Soybean futures are experiencing midday losses of 3-5 cents, reversing earlier gains, despite a robust June NOPA crush of 185.7 million bushels, which set a new record and exceeded trade estimates. Concurrently, US crop progress data indicated improved quality, with 70% of soybeans rated good/excellent, aligning with the 5-year average for blooming. While soymeal futures declined, soy oil prices rose, suggesting a nuanced market reaction where strong industrial demand (crush) and favorable crop conditions are not fully supporting bean prices.

Analysis

Soybean futures are exhibiting intraday weakness, with contracts declining 3 to 5 cents despite the release of fundamentally bullish data.

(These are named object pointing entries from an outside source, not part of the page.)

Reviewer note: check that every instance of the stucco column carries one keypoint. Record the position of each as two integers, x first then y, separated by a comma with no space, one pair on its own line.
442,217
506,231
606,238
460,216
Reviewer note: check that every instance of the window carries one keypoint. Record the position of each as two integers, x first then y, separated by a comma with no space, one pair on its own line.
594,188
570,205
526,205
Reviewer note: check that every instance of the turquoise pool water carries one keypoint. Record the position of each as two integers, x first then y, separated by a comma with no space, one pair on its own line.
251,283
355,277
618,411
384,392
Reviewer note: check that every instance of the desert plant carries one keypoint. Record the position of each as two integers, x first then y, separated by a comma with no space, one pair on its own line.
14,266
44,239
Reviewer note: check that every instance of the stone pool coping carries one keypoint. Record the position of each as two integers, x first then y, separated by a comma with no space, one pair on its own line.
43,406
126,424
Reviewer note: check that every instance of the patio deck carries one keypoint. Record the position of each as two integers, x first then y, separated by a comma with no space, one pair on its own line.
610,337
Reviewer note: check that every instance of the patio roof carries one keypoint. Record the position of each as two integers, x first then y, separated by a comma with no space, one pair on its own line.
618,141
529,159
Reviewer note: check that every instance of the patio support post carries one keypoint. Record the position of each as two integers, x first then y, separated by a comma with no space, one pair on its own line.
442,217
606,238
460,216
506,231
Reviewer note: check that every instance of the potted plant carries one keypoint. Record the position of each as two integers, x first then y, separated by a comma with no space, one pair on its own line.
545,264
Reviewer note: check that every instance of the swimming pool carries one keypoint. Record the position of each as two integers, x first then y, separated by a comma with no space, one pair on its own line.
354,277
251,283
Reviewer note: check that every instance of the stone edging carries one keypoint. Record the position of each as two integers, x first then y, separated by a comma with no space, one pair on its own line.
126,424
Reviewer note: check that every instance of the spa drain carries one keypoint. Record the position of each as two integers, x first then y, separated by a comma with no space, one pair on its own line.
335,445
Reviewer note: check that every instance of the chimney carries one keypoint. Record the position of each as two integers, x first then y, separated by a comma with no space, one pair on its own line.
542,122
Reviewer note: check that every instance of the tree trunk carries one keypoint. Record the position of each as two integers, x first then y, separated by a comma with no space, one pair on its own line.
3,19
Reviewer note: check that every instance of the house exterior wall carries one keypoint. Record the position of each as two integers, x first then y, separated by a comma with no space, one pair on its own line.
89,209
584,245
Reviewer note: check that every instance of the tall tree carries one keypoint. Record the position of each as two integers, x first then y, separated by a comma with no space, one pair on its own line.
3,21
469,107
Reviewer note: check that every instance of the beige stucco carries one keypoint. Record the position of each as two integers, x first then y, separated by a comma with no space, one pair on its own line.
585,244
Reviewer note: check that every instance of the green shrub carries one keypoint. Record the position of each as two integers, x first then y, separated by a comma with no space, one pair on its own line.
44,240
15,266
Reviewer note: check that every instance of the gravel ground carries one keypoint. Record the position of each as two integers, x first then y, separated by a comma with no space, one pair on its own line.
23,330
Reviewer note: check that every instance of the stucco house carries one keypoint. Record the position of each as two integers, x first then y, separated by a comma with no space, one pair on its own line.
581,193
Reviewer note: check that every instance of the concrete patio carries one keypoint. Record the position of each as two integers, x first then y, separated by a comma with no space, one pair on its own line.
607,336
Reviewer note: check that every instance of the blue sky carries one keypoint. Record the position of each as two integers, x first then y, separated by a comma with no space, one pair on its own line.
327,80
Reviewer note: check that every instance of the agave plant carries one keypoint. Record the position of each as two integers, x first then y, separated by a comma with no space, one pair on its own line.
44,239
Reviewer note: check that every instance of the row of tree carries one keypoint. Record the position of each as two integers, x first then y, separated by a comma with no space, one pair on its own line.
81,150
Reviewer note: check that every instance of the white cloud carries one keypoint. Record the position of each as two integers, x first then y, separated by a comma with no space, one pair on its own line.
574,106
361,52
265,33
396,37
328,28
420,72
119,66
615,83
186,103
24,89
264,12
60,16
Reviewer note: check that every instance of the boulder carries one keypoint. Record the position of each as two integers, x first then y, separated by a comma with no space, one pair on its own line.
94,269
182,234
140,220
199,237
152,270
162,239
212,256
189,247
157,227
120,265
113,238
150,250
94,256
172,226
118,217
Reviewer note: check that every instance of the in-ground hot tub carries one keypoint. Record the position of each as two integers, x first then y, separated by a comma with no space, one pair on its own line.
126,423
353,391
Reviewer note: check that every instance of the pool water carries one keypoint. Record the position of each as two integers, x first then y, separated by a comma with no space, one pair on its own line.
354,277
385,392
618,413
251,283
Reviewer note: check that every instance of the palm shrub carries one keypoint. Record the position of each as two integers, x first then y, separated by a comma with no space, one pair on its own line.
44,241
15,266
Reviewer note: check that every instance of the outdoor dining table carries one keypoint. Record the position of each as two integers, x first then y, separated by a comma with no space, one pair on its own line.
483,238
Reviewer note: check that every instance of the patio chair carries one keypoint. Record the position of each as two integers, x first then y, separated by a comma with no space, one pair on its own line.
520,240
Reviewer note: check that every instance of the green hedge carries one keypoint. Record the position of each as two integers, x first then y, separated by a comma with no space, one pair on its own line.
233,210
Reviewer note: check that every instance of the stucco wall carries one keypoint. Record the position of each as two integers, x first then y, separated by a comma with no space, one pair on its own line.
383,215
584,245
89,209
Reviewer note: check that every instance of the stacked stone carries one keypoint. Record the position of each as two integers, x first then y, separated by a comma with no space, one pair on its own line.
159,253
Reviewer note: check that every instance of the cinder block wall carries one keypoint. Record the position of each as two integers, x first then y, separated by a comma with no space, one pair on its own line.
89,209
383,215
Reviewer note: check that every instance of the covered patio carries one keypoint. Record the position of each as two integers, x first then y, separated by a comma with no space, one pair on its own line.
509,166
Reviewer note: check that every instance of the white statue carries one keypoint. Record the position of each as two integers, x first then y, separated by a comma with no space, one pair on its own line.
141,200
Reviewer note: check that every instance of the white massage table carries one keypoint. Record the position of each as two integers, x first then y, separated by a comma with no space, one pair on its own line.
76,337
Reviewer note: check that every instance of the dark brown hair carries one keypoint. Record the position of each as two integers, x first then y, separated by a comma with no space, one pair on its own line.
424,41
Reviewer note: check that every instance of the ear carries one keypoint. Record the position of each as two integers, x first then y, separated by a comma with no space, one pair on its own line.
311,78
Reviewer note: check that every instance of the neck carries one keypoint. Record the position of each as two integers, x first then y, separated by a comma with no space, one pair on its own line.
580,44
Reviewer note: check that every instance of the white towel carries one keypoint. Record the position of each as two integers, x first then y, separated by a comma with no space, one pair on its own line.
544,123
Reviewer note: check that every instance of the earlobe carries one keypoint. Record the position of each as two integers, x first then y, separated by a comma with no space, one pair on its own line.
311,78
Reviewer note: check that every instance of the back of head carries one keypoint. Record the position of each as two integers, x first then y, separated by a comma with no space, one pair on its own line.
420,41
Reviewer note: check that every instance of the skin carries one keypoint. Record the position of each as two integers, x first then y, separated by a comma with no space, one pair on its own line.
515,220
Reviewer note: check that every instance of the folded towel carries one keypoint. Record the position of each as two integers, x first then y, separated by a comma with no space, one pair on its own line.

The market is contending with conflicting signals: robust demand versus a favorable supply outlook. On the demand side, the National Oilseed Processors Association (NOPA) reported a record June crush of 185.7 million bushels, which surpassed trade estimates and represented a 5.76% increase year-over-year. This indicates strong processing activity. However, this is counteracted by an improving supply picture, as the USDA's Crop Progress report showed crop ratings rising 4 percentage points to 70% good-to-excellent, with the Brugler500 index climbing 7 points to 376. A key divergence is visible within the soybean complex itself; while soymeal futures are down $3/ton, soy oil futures have surged 60 to 65 points. This suggests that the weakness in soybean prices may be driven by the meal component, while the value of the oil is providing underlying support, preventing a steeper price decline.